Anyone willing to die in order to protect a secret is a potential enemy.

So . . . what? You’re endorsing torture as a means of sorting out potential enemies - those who would die to protect secrets - from those who aren’t, and can have those secrets tortured out of them? So if you torture someone and they happen to tell you what you they know, be it useful or not, that means they aren’t a potentional enemy?

It’s a good thing you tortured that person to find out.

Poppycock!

Let’s assume for a moment that the election was honest. You can’t assume that every Bush vote was a vote for torture. Many were votes against gay marriage, many were votes for gutting of the treasury, many were votes for the reckless use of military, many were votes to give obscene profits to Halliburton. To truly know the position of the people on torture, you’d need a special poll.

But of course the election wasn’t honest.

Exhibit A- Ohio
Exhibit B- Florida

The brink of death is pretty close to actual death.

That doesn’t really answer my questions or make your first statement any clearer. Torture’s good because those who talk under torture are potential enemies? Torture’s good because those who won’t talk under torture are potential enemies? You’re defining as enemies anyone who won’t do as Beautiful America tells them so as to excuse their being tortured? What?

How do you differentiate those who would die to protect a secret from those that have no secrets to reveal?

These are sound arguments and auger well for the future of the US. But I’ve found optimism a poor predictor of such outcomes lately.

The only problem is that we are not fighting against soldiers. There is no opposing army, there are only terrorists.

Proof? Photographing someone on a dog leash is not torture.

And suspected terrorists who are actually completely innocent.

But forcing them to stand for hours, bucket-headed, in mortal fear of electrocution, or lying naked beneath a pile of naked men, or being beaten unconscious, sodomised with broom handles or nearly drowned, are.
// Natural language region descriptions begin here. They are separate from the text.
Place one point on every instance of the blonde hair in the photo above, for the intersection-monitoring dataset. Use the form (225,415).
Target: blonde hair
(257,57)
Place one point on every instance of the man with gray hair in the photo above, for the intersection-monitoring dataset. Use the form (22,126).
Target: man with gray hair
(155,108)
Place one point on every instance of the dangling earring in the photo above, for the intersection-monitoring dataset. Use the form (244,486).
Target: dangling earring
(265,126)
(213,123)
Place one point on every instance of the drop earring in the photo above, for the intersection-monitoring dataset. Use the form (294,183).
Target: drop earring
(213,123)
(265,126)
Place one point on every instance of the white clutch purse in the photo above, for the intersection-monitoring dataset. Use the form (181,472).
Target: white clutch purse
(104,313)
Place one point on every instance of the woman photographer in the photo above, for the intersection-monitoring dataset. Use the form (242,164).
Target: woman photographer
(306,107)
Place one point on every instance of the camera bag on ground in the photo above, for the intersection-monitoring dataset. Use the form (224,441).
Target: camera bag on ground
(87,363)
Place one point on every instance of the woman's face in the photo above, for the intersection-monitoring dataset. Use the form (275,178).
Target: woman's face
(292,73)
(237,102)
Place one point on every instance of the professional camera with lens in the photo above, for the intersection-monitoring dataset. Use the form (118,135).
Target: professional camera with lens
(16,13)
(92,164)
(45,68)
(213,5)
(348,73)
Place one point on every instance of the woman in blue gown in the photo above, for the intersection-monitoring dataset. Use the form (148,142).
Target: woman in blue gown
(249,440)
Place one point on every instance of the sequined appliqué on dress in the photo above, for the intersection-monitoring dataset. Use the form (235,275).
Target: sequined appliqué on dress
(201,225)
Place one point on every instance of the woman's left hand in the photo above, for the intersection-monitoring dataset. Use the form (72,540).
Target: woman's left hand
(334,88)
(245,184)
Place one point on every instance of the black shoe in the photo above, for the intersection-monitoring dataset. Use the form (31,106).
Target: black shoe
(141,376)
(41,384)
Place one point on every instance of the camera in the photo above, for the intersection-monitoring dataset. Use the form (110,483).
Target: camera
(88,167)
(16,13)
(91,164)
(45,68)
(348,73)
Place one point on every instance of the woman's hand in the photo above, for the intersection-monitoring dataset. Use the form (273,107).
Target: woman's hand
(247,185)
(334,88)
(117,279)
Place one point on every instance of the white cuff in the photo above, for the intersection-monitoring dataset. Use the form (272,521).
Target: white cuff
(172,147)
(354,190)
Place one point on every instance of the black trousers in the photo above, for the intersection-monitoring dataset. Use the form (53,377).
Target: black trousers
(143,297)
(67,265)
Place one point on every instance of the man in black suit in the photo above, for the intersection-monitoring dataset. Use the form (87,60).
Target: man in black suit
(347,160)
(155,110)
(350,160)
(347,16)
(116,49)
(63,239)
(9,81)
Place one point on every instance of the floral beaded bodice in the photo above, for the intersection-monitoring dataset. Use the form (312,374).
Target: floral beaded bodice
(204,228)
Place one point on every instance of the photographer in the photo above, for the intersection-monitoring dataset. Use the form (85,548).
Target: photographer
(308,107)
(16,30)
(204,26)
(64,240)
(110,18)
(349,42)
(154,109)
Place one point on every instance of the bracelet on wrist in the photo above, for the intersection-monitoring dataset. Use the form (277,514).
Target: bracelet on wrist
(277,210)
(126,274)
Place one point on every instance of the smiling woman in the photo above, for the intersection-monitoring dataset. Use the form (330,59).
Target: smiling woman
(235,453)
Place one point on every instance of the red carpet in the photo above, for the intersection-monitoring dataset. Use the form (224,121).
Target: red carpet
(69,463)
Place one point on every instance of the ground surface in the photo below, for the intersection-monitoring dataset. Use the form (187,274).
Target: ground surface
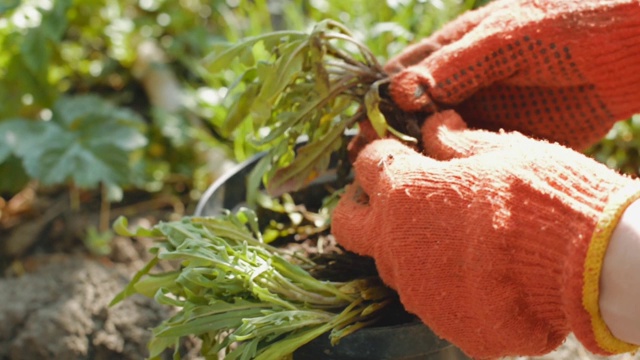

Your advocacy is despicable.

I believe that torture does not work. Even if it did I believe we should not use it. (What ideals are we fighting to protect if we have to give up those ideals in the fight?) However, you cannot say that it has netted us no information. We do not currently know what it has or has not produced. This administration is incredibly secretive, and even if it wasn’t this is the sort of thing they would not reveal. We do not know what potential disasters have been prevented. As incompetent as some in the CIA may be, I feel certain that they have managed to do somethihng.

Likewise, we cannot say that they would give it up if it didn’t work. They may believe it works when it does not. They may spend a great deal of time chasing red herrings made up by people under duress, never realizing that they are fabrications. The people in charge may realize it does not work but either be unable and unwilling to change the momentum of policy (never underestimate the momemtum of beaurocracy) or having supported it before be unwilling to admit the mistake and change. Hell, they may be unwilling to admit themselves that they were wrong. Much like the cherry picking of WMD info before the war they may be convincing themselves of an opinion they already hold.

Nonsense. Everyone we have as a prisoner is a guilty terrorist. If they weren’t, they wouldn’t be in prison, now would they?

So it’s okay to torture people who’re accused of being terrorists? Yes or no? Let’s get everything out in the open.

They aren’t terrorists. They are people suspected by some person for unknown reasons to be somehow related to something undetermined that this person feels would be bad for something/someone/a cause he cares for.

That’s the best case scenario. In the worst one, it’s a random guy in the hands of a bunch of sadists as we saw in Abu Grahib.